Parmi les mauvaises habitudes à combattre, citons la consommation de café et d’alcool ainsi que le fait de regarder les écrans le soir, juste avant d’aller se coucher ou au lit.

Les thérapies cognitives comportementales qui associent exercices de «reconditionnement» du sommeil et techniques de relaxation ont démontré leur efficacité.

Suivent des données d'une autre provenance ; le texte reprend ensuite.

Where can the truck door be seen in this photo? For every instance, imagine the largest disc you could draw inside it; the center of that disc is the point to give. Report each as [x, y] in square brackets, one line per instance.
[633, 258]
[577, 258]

À notre qu’il n’est pas toujours facile de déterminer si une insomnie est «anormale», car la quantité de sommeil nécessaire varie d’un individu à l’autre, parfois de manière considérable. En outre, ce besoin évolue avec l’avancement en âge, généralement plutôt dans le sens d’une diminution qui peut être compensée par de brefs assoupissements à certains moments de la journée (fragmentation du sommeil). 

Quelques conseils

  • Se rappeler que le sommeil vient d'autant plus facilement qu’on le laisse venir, au lieu de s’acharner à le chercher.
  • Bannir la télévision et autres écrans de la chambre à coucher.
  • Se coucher et se lever à heures régulières.
  • Ne se mettre au lit que pour dormir, quand on a sommeil.
  • Éviter les somnifères; préférer les alternatives naturelles (par exemple, tisanes calmantes).
  • Pratiquer une activité physique régulière, en évitant les efforts violents le soir.
  • S’exposer au soleil dès que la météo le permet.
  • Éviter les excitants (café, thé), l’alcool et le tabac.